September 22, 2013 - 16:25 by rmckinney
Although I spent years working as a bankruptcy paralegal at one of the nation’s largest firm I rarely saw bankruptcy cases that involved adversary proceedings. Perhaps that is why they were always so interesting to me. Not many people have heard of an adversary hearing so let me first start by explaining what it is. An adversary proceeding is a lawsuit that is brought within a bankruptcy proceeding and based on conflicting claims, usually between the debtor (or the bankruptcy trustee) and a creditor. Adversary proceedings are governed by special procedural rules under Part VII of the Federal Rules of Bankruptcy Procedure.

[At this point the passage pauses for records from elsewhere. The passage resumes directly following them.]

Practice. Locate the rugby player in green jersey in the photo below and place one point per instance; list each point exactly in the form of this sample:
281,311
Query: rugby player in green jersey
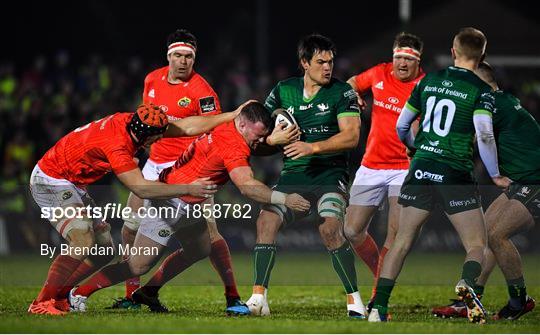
315,166
518,140
452,104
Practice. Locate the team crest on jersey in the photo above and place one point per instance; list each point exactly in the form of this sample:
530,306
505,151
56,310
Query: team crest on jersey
524,191
164,232
322,107
184,102
66,195
447,83
207,104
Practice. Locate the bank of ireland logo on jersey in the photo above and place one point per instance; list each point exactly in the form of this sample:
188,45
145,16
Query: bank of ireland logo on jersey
525,190
393,100
322,107
184,102
66,195
164,233
447,83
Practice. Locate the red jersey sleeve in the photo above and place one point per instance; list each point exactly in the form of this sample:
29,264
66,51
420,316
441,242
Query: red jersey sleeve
207,100
364,80
147,81
234,158
120,159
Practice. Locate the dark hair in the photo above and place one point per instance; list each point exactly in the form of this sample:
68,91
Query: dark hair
256,112
407,40
470,43
487,72
311,44
182,35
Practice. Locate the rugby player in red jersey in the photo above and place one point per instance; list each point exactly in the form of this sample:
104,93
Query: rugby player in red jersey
82,157
181,92
385,162
221,155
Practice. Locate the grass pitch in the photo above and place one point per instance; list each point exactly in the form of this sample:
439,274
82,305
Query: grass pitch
305,297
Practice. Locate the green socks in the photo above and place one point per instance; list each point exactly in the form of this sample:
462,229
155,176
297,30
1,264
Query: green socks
384,290
264,256
471,271
343,262
517,292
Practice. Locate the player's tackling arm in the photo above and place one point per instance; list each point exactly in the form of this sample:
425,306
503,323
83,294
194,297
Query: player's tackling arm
405,130
250,187
196,125
148,189
346,139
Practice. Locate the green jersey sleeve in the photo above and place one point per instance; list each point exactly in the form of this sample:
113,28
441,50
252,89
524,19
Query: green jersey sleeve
273,101
414,103
348,103
484,104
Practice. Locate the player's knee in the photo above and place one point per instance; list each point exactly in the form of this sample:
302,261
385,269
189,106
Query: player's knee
138,267
81,236
102,233
99,261
199,253
268,225
131,224
495,237
353,233
331,232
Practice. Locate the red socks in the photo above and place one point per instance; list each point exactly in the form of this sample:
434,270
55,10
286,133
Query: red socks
174,264
220,256
60,271
369,253
108,276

So what does this mean in layman’s terms? Basically an adversary hearing starts when one of the creditors involved in an individual’s bankruptcy decides that they do not think the debt they hold should be able to be erased in the debtor’s bankruptcy. This could be for various reasons, but in most cases the claims a creditor makes against a defendant in an adversary proceeding are for fraudulent transfers (transfers of the debtor's assets to a third party, with the intent to prevent creditors from reaching the assets to satisfy their claims).

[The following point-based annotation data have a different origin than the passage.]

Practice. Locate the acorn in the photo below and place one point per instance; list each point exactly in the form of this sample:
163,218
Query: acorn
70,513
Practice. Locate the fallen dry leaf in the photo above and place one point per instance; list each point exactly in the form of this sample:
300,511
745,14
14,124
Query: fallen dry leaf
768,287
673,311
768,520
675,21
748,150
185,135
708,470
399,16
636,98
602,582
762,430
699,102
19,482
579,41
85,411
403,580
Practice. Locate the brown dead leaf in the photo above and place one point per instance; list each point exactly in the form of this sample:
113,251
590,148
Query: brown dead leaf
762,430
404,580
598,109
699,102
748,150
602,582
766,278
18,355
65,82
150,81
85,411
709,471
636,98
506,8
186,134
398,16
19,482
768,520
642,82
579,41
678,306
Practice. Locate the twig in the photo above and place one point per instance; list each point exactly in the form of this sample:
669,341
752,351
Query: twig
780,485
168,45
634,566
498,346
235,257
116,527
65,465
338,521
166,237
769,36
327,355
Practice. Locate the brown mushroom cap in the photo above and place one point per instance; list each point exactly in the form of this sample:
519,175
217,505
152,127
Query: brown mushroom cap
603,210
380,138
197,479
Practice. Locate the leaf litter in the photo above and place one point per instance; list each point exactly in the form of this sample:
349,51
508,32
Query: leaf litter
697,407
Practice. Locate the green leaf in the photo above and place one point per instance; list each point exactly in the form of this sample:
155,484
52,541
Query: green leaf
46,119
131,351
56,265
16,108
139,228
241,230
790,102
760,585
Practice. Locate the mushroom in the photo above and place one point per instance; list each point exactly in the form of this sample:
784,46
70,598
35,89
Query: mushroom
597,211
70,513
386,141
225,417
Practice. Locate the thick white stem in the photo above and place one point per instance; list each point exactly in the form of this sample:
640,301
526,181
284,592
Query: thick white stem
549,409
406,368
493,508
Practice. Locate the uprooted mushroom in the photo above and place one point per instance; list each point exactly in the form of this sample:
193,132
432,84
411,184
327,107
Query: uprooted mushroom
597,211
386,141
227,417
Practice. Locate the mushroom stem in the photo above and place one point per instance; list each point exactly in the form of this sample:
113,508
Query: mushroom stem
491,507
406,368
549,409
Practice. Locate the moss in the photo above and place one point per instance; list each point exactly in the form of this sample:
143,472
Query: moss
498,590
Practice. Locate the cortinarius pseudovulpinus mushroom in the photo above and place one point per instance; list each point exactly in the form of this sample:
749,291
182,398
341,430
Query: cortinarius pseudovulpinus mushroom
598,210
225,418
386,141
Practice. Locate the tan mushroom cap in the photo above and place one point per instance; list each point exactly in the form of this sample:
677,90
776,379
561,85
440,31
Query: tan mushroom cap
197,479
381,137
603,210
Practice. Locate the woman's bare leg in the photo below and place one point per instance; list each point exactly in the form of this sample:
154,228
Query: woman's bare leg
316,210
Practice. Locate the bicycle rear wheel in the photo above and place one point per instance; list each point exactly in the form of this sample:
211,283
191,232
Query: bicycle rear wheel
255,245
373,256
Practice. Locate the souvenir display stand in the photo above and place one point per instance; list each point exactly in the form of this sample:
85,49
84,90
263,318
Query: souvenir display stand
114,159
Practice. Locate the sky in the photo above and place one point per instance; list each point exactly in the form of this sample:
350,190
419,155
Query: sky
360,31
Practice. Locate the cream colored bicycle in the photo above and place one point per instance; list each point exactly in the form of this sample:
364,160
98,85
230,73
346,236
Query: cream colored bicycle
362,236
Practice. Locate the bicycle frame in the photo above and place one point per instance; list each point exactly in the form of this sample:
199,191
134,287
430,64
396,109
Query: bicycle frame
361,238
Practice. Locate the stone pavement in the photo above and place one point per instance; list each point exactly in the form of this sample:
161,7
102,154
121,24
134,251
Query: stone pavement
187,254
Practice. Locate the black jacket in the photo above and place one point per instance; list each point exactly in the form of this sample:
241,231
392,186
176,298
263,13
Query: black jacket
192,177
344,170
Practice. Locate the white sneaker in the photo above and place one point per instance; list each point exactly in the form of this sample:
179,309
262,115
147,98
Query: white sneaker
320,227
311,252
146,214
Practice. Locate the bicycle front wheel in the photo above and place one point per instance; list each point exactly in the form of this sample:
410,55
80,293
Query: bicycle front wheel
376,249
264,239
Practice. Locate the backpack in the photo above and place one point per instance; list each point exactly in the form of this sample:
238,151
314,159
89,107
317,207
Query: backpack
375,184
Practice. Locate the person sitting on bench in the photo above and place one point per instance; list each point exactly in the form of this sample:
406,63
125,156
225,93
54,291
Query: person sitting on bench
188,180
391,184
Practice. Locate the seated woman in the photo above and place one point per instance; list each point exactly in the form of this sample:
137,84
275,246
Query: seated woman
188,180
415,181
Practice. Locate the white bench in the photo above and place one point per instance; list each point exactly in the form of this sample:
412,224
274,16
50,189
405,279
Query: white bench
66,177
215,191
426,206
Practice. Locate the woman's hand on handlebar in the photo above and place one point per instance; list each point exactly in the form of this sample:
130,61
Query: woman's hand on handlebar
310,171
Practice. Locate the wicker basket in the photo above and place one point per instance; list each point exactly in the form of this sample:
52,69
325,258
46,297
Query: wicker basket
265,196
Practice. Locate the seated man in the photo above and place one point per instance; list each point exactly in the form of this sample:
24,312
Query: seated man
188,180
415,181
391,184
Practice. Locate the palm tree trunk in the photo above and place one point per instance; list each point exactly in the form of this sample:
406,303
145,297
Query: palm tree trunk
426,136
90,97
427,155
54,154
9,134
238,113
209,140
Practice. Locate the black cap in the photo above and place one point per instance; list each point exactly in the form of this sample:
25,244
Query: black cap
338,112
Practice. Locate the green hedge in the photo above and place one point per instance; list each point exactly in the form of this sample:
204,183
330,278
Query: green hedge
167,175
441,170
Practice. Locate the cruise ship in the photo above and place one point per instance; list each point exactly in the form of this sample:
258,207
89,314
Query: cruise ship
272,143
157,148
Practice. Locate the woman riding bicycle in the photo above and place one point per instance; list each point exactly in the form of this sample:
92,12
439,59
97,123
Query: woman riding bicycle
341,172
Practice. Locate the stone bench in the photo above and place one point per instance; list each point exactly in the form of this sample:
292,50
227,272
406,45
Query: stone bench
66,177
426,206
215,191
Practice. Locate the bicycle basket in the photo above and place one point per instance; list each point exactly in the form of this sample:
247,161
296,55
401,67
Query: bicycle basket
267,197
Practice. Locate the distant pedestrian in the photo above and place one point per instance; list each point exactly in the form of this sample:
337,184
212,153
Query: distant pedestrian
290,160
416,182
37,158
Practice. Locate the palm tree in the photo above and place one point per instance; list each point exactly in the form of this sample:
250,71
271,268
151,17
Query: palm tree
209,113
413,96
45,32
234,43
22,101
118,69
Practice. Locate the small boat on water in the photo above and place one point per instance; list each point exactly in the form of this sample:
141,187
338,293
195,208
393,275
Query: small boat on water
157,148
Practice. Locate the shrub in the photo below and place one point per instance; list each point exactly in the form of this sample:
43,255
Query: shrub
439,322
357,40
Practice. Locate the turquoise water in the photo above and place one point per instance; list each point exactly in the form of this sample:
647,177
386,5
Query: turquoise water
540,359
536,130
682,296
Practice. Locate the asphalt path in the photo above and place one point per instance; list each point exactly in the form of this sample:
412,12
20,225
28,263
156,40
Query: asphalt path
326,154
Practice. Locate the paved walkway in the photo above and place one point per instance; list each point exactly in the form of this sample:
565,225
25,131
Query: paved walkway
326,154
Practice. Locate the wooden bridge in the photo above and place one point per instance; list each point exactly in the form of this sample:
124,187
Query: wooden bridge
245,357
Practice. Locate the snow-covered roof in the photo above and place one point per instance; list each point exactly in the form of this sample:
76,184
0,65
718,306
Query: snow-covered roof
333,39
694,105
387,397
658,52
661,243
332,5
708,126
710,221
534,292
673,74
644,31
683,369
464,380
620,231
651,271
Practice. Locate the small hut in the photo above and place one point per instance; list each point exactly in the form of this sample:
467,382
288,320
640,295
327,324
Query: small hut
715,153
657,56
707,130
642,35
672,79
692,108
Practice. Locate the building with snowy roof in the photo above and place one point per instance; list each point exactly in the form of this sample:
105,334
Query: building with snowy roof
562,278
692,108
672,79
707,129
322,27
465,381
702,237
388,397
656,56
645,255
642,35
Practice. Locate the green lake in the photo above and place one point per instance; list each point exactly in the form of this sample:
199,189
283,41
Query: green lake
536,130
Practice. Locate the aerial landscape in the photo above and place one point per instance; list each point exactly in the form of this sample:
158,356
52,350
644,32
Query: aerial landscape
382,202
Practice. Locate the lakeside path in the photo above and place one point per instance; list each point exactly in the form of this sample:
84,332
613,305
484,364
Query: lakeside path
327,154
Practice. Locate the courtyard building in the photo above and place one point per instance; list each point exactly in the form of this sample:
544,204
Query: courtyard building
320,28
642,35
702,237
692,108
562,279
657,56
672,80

Adversary proceedings are handled in civil court, which means that in most cases debtors hire a separate attorney or pay their bankruptcy attorney extra fees to handle their adversary proceeding. This is something that you should discuss with your bankruptcy attorney even if you do not thing that an adversary hearing could happen to you. Ultimately you have no control over which of your creditors will choose to pursue an adversary proceeding so you should be prepared either way.
Some common reasons that adversary proceedings are filed are:
1. To recover money or property
2. To determine the validity or extent of lien or other interest in property
3. To object or revoke a discharge
4. To revoke an order of confirmation of a plan (Chapter 13)
5. To determine the dischargeability of a debt
Typically an adversary is first filed by the plaintiff and the court clerk will issue a summons to alert the debtor that the paperwork has been filed. The summons will include a complaint so that the debtor will be aware of exactly what the creditor is filing the adversary case for. The adversary will be considered “open” until the Judge creates a decision, judgment, or the parties agree on a settlement.
Bankruptcy can sometimes be a complex process, but adding an adversary hearing to a bankruptcy can truly make for a confusing experience. Ask any attorney that you may consider hiring how they handle adversary proceedings and how much, if any, they would charge on top of their normal fees. The good news is that in most cases the adversary hearings only include 1 or 2 debts out of the dozens you will likely be filing on. This means that even if the adversary proceeding goes in favor of the creditor, your bankruptcy can still eliminate other debts that are causing you grief.